Let $(\Omega, \mathcal{F}, \{\mathcal{F}_t\}_{t \geqslant 0}, \mathbb{P})$ be a filtered probability space and let $\tau_n \geqslant \tau_{n+1}$ be a markov time (stopping time) with respect to filtering $\{\mathcal{F}_t\}_{t\geqslant 0}$. Also for every $\omega \in \Omega$ next limit is exist: $$lim_{n\to\infty} \tau_n = \tau_0$$ Will $\tau_0$ stopping time or not with respect to same filtering?
I proved following: $\bigcap_{m \geqslant 1} \bigcup_{n \geqslant 1} \bigcap_{k \geqslant n} \{ \omega : \tau_k \leqslant t + \frac{1}{m} \} = \{ \tau_0 \leqslant t \}$
If left side of equal is measurable with respect to $ \mathcal{F}_t $ then $\tau_0$ - stopping time. A set from left side $ \{ \omega : \tau_k \leqslant t + \frac{1}{m} \} $ for every $ m \geqslant 1$ and every $ k \geqslant 1$ is measurable with respect to $ \mathcal{F}_{t+\frac{1}{m}} $. Therefore union of intersection (with index $k$) of these sets is measurable with respect to $ \mathcal{F}_{t+\frac{1}{m}} $ by definition of sigma-algebra.

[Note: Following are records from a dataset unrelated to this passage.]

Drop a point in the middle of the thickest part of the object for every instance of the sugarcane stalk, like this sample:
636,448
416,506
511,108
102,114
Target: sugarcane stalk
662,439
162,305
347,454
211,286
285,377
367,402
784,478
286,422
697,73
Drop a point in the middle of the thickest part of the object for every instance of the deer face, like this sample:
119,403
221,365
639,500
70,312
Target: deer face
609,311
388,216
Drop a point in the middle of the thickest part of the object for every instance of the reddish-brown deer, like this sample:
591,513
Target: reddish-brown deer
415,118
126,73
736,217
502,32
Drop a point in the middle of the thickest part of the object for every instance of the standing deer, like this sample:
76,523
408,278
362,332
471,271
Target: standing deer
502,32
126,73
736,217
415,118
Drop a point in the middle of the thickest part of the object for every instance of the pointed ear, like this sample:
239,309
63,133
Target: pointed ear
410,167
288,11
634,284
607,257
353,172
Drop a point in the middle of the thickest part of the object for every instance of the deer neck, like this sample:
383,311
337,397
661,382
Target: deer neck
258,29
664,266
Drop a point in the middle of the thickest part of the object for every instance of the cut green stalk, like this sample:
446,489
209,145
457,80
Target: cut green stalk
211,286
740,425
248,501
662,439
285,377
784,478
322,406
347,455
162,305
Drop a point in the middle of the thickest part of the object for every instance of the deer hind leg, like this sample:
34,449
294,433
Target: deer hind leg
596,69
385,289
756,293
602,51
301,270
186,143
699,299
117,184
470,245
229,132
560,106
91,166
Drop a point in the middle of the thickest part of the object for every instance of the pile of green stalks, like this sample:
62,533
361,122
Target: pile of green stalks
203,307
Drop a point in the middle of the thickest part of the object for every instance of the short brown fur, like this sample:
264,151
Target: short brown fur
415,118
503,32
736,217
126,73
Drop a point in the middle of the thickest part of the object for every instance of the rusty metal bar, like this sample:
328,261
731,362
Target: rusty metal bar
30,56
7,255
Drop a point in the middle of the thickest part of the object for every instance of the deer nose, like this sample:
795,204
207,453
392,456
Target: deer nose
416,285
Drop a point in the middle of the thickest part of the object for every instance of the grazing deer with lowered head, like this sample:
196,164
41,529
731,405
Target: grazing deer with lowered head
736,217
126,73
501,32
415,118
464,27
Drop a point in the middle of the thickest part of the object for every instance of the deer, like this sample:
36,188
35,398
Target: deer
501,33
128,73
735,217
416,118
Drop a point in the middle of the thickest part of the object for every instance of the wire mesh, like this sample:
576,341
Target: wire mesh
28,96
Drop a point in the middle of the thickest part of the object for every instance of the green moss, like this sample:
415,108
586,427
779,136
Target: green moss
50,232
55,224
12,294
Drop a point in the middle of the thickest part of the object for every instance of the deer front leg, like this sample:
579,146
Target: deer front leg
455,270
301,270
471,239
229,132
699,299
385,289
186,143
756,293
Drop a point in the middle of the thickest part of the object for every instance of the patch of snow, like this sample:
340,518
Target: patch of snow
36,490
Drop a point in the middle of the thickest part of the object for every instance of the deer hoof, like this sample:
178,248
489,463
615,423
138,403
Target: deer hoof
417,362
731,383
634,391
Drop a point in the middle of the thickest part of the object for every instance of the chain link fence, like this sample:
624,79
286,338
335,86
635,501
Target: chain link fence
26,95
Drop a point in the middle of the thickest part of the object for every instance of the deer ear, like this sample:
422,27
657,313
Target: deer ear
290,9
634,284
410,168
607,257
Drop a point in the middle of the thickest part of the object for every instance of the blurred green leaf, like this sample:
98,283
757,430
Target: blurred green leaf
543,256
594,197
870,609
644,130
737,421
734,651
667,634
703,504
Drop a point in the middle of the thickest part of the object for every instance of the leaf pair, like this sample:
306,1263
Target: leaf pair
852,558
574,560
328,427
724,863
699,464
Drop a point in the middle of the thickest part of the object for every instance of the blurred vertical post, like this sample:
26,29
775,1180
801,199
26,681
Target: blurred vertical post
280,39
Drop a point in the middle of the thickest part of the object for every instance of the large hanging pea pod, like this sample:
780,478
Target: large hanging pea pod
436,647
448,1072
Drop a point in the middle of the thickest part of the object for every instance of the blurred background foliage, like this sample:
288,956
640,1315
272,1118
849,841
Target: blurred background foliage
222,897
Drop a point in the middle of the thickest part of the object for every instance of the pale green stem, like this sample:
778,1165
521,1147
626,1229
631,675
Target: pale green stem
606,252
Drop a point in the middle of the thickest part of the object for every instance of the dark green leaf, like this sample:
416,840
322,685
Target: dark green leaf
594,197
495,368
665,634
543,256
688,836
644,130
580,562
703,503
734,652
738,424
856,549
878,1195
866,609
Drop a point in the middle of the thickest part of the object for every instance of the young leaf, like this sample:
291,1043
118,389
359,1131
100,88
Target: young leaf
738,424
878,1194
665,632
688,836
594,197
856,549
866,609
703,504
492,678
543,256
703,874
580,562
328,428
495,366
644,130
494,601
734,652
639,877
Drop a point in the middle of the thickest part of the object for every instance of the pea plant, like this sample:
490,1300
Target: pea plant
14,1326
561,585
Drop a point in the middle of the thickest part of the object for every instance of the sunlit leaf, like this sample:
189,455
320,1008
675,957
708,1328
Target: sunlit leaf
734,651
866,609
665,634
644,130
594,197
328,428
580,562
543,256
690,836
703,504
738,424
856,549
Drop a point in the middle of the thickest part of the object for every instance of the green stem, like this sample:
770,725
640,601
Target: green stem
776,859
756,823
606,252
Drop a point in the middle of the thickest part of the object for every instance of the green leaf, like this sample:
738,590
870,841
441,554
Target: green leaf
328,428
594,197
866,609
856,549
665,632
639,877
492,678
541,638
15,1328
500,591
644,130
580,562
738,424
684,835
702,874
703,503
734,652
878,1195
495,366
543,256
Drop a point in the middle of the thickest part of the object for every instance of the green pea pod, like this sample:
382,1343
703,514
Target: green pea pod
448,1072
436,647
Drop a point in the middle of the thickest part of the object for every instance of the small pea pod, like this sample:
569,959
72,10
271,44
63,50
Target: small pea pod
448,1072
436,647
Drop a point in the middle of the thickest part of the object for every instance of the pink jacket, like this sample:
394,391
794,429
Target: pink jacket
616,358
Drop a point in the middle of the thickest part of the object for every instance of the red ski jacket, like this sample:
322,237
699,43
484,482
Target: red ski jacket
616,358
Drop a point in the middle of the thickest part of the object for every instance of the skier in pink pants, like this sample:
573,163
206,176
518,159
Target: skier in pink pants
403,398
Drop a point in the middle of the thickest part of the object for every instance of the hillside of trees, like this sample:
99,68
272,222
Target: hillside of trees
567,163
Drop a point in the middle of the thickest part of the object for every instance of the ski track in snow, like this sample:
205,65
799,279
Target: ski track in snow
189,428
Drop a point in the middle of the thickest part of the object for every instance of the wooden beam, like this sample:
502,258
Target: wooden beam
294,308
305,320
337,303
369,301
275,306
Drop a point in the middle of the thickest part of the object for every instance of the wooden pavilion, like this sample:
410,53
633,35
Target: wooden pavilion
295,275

And there is a first question: will the second intersection (with index $m$) of these sets, measurable with respect to $ \mathcal{F}_{t+\frac{1}{m}} $ ,be measurable with respect to $ \mathcal{F}_t $?
It seems non-measurable, so a second question following: Is there example of $\tau_n$ and $\{\mathcal{F}_t\}_{t \geqslant 0}$ in any book that can demonstrate it?